Consequently, the information that would shed light on why their life is the way that it is won’t be available. Or, if they were able to connect to this stage of their life, they could say that it wasn’t that bad.
They could believe that even though they were treated badly, it didn’t take place very often. Here, one will be able to remember some of the things that took place but they won’t be able to truly come to terms with what took place.
A Similar Place
Irrespective of whether what happened is a mystery or if they can accept that certain things took place, they are still going to be unable to connect to the dots, so to speak.
Through being unable to acknowledge what actually occurred and facing it, what took place will continue to influence their life. Ultimately, they won’t resolve what they went through by avoiding it.
What they went through as a child will have most likely prevented them from developing a felt sense of self-worth, which can mean that they will have a high tolerance for experiencing bad things. As they have no sense of their own worth and feel bad about themselves, there will be no reason for them to change their circumstances.
If they had this in place, it wouldn’t matter if they remembered what took place or only certain parts of it, as they would have the need to change their life. To use an analogy: one will be like a doormat that just puts up with being walked over.
A Bleak Existence
When it comes to their relationships, they could be used to being treated badly and violated in one way or another. If they have a job where they work with others, the same thing could take place when they are around these people.
While they may very well just put up with bad behaviour and not do anything about it, this could cause them to experience a lot of anger. But, instead of listening to this anger and standing up for themselves, they could just keep it to themselves and end up feeling depressed.
An Inverted Energy
This energy that is within them should be on their side and allow them to look after themselves. Nonetheless, this energy won’t be on their side and it will be used against them.
A clear example of this will be the strong inner critic that they are likely to have. A loving and supportive inner voice is likely to rarely be heard within them; what is likely to generally be heard is a very harsh and unsupportive voice.
Ergo, regardless of how badly other people treat them, it won’t be as bad as they treat themselves. They will be their own worst enemy and the people who they come into contact with will be an external reflection of what is taking place internally.
For their life to change, they will need to draw the line and to say that enough is enough. Underneath all of the pain and misery that they experience day in, day out is likely to be a number of erroneous beliefs.
A Core Belief
One belief that they are likely to have is that they are inherently bad and, as a result of this, they deserve to suffer. This won’t be a belief that they will be aware of but it will still exert a massive influence on their life.
It is then not going to matter how they live their life as this won’t be something that is taken into consideration. If they were to think about all of the good things that they have done and what they have contributed over the years, it might not have much of an effect on them.
A Deeper Look
This belief, along with any other erroneous beliefs that they developed during their early years, will have been created due to the fact that they were egocentric at this stage of their life.

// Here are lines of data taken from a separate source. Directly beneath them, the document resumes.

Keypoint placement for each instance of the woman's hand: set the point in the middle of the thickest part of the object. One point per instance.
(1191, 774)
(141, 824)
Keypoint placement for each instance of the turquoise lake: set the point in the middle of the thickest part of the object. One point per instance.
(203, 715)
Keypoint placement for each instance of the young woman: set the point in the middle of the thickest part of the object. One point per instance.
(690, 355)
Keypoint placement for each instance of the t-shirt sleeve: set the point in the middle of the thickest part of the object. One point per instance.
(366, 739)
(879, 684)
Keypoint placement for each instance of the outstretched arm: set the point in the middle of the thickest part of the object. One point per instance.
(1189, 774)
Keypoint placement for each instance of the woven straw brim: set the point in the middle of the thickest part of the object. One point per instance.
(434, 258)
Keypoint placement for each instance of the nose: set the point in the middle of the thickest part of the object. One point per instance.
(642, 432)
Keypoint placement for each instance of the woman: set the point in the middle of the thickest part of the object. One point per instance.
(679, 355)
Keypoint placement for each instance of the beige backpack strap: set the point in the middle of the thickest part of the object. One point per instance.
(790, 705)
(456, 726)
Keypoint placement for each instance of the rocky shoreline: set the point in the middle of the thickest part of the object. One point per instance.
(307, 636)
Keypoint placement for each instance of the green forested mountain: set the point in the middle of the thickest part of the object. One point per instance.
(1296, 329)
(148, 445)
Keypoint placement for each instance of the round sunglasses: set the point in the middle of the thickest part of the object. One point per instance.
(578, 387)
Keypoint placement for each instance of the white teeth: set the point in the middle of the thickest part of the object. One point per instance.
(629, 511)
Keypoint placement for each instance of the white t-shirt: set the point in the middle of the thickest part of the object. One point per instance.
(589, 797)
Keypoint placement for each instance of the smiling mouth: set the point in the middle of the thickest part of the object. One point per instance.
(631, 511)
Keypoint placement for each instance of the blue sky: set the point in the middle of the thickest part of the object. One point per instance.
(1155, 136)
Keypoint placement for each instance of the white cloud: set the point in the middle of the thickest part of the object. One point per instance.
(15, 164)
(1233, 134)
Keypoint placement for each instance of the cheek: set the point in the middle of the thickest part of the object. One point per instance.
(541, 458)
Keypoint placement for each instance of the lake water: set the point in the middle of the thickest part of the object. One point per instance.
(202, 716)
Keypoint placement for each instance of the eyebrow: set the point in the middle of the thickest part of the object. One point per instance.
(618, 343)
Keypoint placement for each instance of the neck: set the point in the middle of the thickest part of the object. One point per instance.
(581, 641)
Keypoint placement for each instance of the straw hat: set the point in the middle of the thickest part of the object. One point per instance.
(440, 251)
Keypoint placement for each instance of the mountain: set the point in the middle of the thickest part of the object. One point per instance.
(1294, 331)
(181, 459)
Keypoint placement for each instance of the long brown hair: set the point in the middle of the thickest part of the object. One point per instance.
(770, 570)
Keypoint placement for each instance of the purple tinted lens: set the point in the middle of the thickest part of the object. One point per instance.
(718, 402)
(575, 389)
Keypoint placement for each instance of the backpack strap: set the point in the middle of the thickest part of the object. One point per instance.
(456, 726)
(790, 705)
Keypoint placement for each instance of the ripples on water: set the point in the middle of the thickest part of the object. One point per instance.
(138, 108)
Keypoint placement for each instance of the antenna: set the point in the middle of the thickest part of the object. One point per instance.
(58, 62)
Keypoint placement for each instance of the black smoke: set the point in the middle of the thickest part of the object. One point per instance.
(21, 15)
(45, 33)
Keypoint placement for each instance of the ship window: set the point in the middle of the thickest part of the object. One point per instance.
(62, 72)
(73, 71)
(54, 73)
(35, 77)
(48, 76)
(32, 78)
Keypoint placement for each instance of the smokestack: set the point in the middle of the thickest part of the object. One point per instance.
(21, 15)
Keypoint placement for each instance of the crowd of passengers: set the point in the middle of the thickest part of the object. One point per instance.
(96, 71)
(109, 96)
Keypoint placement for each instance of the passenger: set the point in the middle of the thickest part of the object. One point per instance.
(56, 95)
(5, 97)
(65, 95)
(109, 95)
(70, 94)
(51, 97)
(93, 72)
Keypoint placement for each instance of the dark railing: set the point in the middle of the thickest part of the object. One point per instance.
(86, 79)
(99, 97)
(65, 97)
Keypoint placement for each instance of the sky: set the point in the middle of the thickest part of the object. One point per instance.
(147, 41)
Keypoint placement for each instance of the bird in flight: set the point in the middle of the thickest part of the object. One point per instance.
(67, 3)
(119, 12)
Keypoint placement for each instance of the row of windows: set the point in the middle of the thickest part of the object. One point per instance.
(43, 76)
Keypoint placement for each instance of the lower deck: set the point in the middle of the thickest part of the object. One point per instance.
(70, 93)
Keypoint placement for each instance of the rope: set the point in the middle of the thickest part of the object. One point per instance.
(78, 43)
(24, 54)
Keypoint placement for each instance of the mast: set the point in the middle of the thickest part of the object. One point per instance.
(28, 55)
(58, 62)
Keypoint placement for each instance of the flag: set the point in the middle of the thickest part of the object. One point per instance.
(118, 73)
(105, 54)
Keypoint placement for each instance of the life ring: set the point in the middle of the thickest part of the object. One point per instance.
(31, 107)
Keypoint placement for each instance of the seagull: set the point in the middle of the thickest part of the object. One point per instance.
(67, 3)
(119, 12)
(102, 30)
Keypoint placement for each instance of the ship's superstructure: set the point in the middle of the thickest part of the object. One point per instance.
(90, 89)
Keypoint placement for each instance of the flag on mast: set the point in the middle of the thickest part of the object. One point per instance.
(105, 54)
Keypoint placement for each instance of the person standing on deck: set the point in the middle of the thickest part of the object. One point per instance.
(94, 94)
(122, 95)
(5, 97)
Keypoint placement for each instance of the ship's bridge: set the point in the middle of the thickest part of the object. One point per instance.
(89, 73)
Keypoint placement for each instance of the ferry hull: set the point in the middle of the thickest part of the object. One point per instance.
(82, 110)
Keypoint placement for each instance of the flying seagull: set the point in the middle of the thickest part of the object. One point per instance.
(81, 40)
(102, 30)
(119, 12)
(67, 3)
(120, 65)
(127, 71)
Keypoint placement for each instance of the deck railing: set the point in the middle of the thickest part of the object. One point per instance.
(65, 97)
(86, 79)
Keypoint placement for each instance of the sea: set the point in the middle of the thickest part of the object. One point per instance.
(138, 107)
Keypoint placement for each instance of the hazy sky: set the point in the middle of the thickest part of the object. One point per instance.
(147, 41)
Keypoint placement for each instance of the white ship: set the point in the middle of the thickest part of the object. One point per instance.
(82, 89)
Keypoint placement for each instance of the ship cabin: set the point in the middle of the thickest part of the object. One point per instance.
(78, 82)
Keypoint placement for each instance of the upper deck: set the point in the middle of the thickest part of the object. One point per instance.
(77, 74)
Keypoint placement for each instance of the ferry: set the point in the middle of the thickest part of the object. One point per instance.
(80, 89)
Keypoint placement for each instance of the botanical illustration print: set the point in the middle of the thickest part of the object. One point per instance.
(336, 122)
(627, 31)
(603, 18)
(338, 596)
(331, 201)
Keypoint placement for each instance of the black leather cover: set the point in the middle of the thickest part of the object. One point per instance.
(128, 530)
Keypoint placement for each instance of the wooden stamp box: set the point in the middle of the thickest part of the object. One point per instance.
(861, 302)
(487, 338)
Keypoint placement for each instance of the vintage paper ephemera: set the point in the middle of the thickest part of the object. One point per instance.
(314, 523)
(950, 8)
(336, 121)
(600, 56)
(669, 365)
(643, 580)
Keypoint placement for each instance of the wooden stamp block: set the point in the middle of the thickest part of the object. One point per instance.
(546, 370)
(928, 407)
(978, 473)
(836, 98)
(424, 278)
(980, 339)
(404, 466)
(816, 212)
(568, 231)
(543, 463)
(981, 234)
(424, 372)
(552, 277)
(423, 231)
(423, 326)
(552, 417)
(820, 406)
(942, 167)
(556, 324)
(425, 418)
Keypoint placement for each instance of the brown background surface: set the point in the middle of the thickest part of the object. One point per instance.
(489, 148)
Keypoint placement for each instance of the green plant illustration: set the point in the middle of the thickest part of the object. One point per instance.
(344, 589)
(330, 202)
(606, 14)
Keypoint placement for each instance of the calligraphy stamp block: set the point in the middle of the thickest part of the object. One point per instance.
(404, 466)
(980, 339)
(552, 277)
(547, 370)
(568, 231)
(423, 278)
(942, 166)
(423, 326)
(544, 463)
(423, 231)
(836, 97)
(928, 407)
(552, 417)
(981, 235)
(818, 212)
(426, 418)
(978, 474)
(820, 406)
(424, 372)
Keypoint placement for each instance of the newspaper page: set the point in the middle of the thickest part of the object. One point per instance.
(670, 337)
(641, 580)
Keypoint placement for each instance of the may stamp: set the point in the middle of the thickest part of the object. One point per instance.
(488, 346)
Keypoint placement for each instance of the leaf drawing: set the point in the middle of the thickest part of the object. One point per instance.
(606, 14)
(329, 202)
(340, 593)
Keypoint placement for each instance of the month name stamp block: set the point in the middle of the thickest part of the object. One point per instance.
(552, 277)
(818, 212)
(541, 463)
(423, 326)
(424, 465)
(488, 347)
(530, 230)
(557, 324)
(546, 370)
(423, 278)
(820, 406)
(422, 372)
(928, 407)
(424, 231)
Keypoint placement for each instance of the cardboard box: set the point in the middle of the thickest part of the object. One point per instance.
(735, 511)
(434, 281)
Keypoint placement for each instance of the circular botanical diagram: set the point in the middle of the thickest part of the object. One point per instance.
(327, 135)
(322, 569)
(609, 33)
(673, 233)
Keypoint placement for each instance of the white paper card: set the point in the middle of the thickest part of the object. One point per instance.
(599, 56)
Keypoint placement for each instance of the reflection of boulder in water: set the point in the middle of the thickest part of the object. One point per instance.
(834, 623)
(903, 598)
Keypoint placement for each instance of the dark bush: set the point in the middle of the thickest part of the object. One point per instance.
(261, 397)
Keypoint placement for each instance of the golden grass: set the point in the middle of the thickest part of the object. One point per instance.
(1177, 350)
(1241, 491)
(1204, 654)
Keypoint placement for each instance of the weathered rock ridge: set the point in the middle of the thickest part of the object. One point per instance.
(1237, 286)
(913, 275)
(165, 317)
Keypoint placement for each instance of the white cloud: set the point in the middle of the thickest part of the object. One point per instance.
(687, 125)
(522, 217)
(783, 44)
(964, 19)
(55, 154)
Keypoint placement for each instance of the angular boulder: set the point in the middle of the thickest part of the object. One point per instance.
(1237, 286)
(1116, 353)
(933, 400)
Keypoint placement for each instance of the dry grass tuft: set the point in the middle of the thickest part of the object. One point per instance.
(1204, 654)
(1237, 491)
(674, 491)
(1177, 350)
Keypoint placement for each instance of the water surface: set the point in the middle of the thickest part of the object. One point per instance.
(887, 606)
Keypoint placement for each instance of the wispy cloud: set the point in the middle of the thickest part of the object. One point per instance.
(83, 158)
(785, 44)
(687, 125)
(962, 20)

How they were treated would have been seen as a reflection of their own value as opposed to a reflection of what was going on for their caregiver/s.
The truth is that they were not treated badly because they were bad; it was because they were brought up by people who were probably deeply wounded themselves. Their view of their own child was then skewed by their own self-hate that was projected into them.
A Key Process
Many years will have passed since this stage of one’s life but they are still going to blame themselves for what took place. Deep down, one could believe that if they were different, they would have been treated differently.
This is why forgiving their caregiver/s for what happened is one part, forgiving themselves for what happened is another. In fact, self-forgiveness is likely to be far more important than the other kind.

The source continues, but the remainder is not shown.